Green lights popped up to announce the completion of the diagnostic. Stark held his breath, waiting for further back-seat driving from headquarters, but silence reigned. Guess they got bored waiting for the diagnostic to run and went off to tell some other poor grunt how to tie his shoes. Stark eased toward the corner, motioning his two Privates along, then paused. All the training simulators insisted at this point you should stick a finger around the corner to scope out the scenery with the fiber-optic sensors in the suit’s fingertip. That helped ensure you wouldn’t be surprised, but unfortunately worked both ways in that it also told any enemies lying in wait that there’d be a soldier following that finger around the corner in the immediate future.

“Let’s go,” Stark grunted, leaping across the gap to plant his back against the wall, rifle aimed down the new corridor. Two civs were walking slowly toward him, apparently deeply engrossed in conversation. First one, then another, became aware of the armored figure menacing them and came to a gap-jawed halt. Stark waved his Privates forward, triggering his external mike. “Attention. This installation has been occupied by armed forces of the United States,” he recited. “All personnel will be taken into protective custody. Any resistance will be met with appropriate force.”

The Privates reached the two civs, both apparently too stunned by events to resist, and prodded them against the nearest wall with their weapons. “Billings,” Stark ordered, “bring them along. Murphy and I will head for the lab.” On his Tactical, the laboratory loomed as the largest room in the complex and as his final objective.

Deciding that speed was necessary to exploit the surprise they’d apparently achieved, Stark sprinted forward, following the map on his Tactical display, down another corridor, through a right turn, and then tried to turn right again, only to face a solid wall of stone. “Oh, hell.”

“Sarge?” Murphy asked anxiously. “Isn’t there supposed to be another passageway here?”
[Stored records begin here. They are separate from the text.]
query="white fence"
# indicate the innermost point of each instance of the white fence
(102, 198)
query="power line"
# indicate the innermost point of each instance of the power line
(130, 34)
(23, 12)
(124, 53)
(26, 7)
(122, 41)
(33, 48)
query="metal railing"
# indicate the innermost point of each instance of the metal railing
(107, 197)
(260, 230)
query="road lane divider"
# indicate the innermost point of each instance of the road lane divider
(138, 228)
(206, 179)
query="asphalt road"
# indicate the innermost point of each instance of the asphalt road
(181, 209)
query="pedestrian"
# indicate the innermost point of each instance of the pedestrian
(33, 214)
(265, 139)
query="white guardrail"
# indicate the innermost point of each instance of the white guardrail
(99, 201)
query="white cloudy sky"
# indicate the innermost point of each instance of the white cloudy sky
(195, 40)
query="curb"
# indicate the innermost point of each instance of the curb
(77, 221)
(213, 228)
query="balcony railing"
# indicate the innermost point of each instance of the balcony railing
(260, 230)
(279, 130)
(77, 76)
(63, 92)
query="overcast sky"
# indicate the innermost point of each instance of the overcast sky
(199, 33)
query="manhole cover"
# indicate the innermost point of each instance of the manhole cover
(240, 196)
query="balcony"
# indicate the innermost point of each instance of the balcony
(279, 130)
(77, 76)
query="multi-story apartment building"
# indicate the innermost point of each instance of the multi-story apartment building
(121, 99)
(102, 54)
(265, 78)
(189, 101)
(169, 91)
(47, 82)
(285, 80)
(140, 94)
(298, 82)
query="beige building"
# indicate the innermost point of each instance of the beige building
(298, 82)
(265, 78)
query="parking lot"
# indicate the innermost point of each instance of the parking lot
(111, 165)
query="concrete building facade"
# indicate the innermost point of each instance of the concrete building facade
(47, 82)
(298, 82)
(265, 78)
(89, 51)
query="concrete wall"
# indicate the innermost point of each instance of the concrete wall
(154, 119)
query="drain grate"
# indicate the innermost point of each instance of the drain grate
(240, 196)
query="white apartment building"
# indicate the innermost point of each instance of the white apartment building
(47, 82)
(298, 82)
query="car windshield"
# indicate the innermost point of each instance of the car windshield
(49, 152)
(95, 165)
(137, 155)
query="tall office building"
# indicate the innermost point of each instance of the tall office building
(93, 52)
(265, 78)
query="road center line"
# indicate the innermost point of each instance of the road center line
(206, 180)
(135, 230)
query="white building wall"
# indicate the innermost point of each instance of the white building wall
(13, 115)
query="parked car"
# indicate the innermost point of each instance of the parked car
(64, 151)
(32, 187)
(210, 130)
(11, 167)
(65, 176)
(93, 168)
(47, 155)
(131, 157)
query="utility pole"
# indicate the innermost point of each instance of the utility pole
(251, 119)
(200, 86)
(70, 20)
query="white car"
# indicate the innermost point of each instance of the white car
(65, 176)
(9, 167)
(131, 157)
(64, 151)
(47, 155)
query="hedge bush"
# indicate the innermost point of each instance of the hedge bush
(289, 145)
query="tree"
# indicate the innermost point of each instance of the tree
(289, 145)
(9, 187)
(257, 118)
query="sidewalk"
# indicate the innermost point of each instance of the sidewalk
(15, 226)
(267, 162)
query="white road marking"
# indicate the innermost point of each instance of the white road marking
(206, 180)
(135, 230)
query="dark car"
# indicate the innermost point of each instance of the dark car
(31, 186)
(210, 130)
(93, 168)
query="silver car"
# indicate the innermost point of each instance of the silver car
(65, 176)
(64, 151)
“Yeah, but there ain’t. Guess they never finished building according to the plans Intelligence got their hands on.”

“What do we do, Sarge?”

Doctrine was explicit on that point. No deviation from actions ordered by Tactical were allowed, which meant Stark was now supposed to call up the chain of command until whichever Colonel was calling the shots for his sector could confirm that Stark indeed faced a wall of rock, then download a new set of actions for Stark to follow. Can’t have grunts thinking for themselves. On a hunch, he checked his suit’s comm system for update delay times, then grinned. As he hoped, the blizzard of communications during the assault had grown so heavy that the Brigade comm system couldn’t keep up. Delay times had grown from seconds to minutes, giving him precious moments to do something before anybody in charge realized he had deviated from Tactical.

“Follow me,” Stark barked at Murphy, heading at a run for the next closest entry to the lab shown on his map. Stark’s HUD revealed his other fireteams had already covered this ground, so he didn’t bother with caution, simply trying to cover ground in the few minutes available before some officer noticed he was off the track dictated by his Tactical.

Sometimes that was a good idea. This time, it wasn’t. They came around a corner to find a man in what seemed to be a law enforcement uniform, complete with a holstered side-arm, staring at them. A moment of mutual surprise ended as the man grabbed for his pistol. Stark, off-balance in the middle of a long, low-gravity step, watched as Murphy lined his rifle up, then hesitated. “Shoot him, dammit!”